Hi!
Running NAV 3.7.0 on Debian 5-64-bit, about 700 switches and routers currently in NAV.
There has been a lot of weird stuff (trouble) happening with Cricket after going from the latest in the 3.5-series up to 3.7, some things got better from 3.6 to 3.7, but not all is perfect. Not complaining, just a summary from my point of view over the last months of releases.
About a week ago my Cricket graphs just stopped and after some debugging I found the Cricket-cronjob run as navcron dies after a while and leaves a lock-file, cleaning it up and doing some optimizing (separating switch and router interfaces, and system values into separate cronjobs) I found the cronjobs still dies and leaves lock-files. First of all; anyone else seeing the Cricket collector dying? (In my case just about on every run.)
Second; Anyone have a good tip on how to tune Cricket to run a sensible number of jobs to get thru it all in a sensible amount of time? Currently, if the largest job (switch interfaces) don't die after only a few minutes it usually runs for 25-30 minutes.
NAV in my environment isn't really a production system, but my pet-project provides more accurate and sensible information than any system we have in production so I'll hang on to it as long as I can.
Any input appreciated!
Cheers,
-Sigurd
On 2010-12-08 18:06, Sigurd Mytting wrote:
Hi! Second; Anyone have a good tip on how to tune Cricket to run a sensible number of jobs to get thru it all in a sensible amount of time? Currently, if the largest job (switch interfaces) don't die after only a few minutes it usually runs for 25-30 minutes.
Got a tip of running 50ish devices per Cricket-collector, this seems to both stop the collector from dying and lets Cricket finish before it's next run.
Cheers,
-Sigurd
And FYI, as I've requested the exact same thing before (and thought there was already a blueprint on this) I took myself the liberty to submit a blueprint on Launchpad to add this feature.
-Vidar
-----Opprinnelig melding----- Fra: Sigurd Mytting [mailto:sigurd@mytting.no] Sendt: 10. desember 2010 00:18 Til: nav-users@uninett.no Emne: Re: Cricket trouble/optimizing
On 2010-12-08 18:06, Sigurd Mytting wrote:
Hi! Second; Anyone have a good tip on how to tune Cricket to run a sensible number of jobs to get thru it all in a sensible amount of time?
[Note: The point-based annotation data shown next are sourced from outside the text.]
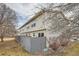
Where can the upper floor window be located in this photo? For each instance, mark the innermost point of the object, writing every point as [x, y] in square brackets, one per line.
[33, 25]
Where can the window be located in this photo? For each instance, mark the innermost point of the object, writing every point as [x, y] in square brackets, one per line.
[33, 25]
[40, 34]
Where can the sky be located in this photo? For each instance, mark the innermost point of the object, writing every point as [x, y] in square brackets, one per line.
[24, 11]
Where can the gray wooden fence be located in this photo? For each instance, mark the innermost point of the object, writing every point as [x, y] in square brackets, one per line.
[31, 44]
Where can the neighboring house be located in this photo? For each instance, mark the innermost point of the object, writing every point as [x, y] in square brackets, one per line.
[36, 27]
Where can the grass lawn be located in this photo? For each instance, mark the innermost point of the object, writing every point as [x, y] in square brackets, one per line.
[11, 48]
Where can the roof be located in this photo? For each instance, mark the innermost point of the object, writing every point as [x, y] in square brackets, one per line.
[34, 17]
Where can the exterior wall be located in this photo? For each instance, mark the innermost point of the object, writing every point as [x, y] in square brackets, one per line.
[36, 33]
[38, 28]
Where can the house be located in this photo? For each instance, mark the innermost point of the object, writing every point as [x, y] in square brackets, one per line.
[36, 27]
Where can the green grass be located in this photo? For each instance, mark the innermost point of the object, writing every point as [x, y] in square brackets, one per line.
[11, 48]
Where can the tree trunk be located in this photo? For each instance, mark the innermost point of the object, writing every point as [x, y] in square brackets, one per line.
[2, 39]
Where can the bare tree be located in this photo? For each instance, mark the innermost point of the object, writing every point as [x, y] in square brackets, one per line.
[7, 21]
[59, 21]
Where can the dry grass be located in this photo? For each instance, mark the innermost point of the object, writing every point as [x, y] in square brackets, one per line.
[11, 48]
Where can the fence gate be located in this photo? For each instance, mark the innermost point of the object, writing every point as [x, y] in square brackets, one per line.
[32, 44]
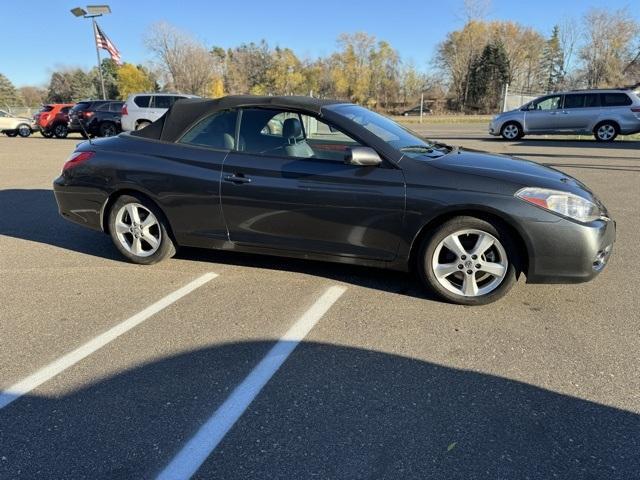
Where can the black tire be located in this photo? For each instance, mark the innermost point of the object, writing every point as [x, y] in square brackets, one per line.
[108, 129]
[507, 131]
[606, 131]
[166, 248]
[60, 130]
[431, 242]
[24, 130]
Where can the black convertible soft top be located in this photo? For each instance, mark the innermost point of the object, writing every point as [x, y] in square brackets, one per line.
[184, 113]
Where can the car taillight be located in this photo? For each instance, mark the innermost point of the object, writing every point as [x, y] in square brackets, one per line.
[76, 159]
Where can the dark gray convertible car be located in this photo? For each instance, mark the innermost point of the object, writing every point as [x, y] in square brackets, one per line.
[319, 179]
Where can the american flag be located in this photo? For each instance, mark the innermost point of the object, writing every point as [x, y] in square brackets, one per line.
[103, 42]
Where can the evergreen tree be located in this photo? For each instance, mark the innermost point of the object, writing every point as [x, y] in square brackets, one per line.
[553, 62]
[9, 96]
[489, 74]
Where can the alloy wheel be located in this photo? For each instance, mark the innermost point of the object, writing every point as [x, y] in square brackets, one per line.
[511, 132]
[606, 132]
[470, 263]
[138, 230]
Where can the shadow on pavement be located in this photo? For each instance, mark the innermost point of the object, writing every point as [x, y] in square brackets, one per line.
[330, 412]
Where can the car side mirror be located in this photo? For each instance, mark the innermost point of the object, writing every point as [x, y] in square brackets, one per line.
[362, 156]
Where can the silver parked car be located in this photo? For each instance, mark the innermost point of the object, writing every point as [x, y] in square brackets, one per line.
[605, 113]
[141, 109]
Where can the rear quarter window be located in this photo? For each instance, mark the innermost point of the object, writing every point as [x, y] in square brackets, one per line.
[615, 99]
[142, 101]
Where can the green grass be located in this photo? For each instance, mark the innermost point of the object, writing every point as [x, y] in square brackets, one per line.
[445, 119]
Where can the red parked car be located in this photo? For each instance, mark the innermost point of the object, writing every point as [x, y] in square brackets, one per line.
[52, 120]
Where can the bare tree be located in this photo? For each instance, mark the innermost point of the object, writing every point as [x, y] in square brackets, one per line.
[608, 48]
[187, 64]
[570, 32]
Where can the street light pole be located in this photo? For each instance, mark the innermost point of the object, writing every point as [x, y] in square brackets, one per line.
[95, 36]
[92, 12]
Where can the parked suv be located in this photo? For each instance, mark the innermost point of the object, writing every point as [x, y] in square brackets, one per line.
[100, 118]
[11, 125]
[52, 120]
[141, 109]
[603, 113]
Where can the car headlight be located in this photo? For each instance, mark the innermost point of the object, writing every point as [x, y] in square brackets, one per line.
[563, 203]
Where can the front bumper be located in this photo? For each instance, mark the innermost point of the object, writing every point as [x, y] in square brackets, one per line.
[568, 252]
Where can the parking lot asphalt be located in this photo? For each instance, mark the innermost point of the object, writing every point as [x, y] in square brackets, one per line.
[388, 383]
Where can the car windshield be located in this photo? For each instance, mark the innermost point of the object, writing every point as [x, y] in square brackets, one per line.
[391, 132]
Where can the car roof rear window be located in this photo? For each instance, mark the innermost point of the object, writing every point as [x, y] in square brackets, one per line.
[81, 106]
[142, 101]
[615, 99]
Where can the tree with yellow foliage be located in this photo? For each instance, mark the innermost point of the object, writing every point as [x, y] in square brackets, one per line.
[133, 79]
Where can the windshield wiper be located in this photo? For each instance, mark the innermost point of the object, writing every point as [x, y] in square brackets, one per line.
[417, 148]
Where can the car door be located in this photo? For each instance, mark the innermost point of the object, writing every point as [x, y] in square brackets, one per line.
[297, 194]
[572, 116]
[542, 115]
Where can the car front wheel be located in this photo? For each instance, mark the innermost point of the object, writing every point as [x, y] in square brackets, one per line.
[139, 231]
[606, 132]
[61, 130]
[468, 261]
[511, 131]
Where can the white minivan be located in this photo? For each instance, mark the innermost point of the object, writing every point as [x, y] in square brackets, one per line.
[141, 109]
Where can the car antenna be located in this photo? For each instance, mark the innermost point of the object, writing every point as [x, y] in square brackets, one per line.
[84, 130]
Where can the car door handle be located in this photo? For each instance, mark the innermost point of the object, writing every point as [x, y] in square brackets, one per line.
[237, 178]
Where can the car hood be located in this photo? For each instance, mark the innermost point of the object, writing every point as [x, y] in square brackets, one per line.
[521, 173]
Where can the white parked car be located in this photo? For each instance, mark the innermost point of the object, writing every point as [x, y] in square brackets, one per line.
[141, 109]
[12, 126]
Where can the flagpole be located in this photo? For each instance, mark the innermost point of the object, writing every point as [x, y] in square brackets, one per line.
[95, 40]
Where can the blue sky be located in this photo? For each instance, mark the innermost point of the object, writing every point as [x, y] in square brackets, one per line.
[48, 36]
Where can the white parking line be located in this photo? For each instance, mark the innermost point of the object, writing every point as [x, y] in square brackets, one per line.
[57, 366]
[207, 438]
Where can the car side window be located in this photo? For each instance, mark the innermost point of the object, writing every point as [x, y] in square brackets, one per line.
[615, 100]
[547, 103]
[215, 131]
[592, 100]
[574, 101]
[291, 134]
[142, 101]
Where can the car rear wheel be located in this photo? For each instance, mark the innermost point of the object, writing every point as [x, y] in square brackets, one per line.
[468, 261]
[511, 131]
[24, 130]
[139, 231]
[606, 132]
[61, 130]
[108, 129]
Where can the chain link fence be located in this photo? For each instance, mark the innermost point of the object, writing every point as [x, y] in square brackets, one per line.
[26, 112]
[513, 100]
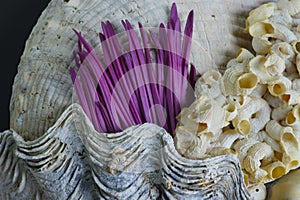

Currently, if the largest job (switch interfaces) don't die after only a few minutes it usually runs for 25-30 minutes.
Got a tip of running 50ish devices per Cricket-collector, this seems to both stop the collector from dying and lets Cricket finish before it's next run.
Cheers,
-Sigurd
On Fri, Dec 10, 2010 at 12:17:34AM +0100, Sigurd Mytting wrote:
Second; Anyone have a good tip on how to tune Cricket to run a sensible number of jobs to get thru it all in a sensible amount of time? Currently, if the largest job (switch interfaces) don't die after only a few minutes it usually runs for 25-30 minutes.
Got a tip of running 50ish devices per Cricket-collector, this seems to both stop the collector from dying and lets Cricket finish before it's next run.
Glad to see your problem was solved. I'll still add a few comments.
I've no experience with Cricket consistently crashing and leaving its lock files behind. I do have experience with Cricket going bananas and eating all available RAM and running forever until its config tree is recompiled.
If you set your cricket to log debug info, can you glean any idea of why it crashes from the logs?
Also, when NTNU originally added the Cricket integration to NAV, they were completely unable to collect traffic statistics from all their access ports - there was just too many of them to complete rounds in anything remotely close to five minutes.
They decided not to collect stats for access ports, and that is how the EDGE category was born. An EDGE device is the same as an SW device, except that no Cricket configuration is generated for switch-ports on EDGE devices.
I do remember talk of someone who wrote a program to automatically split the Cricket config tree into sizable chunks so that multiple collectors could run in parallel and complete collection in a timely manner. There's also the issue of optimizing RRD writes, which can be horribly inefficient when attempting to scale up.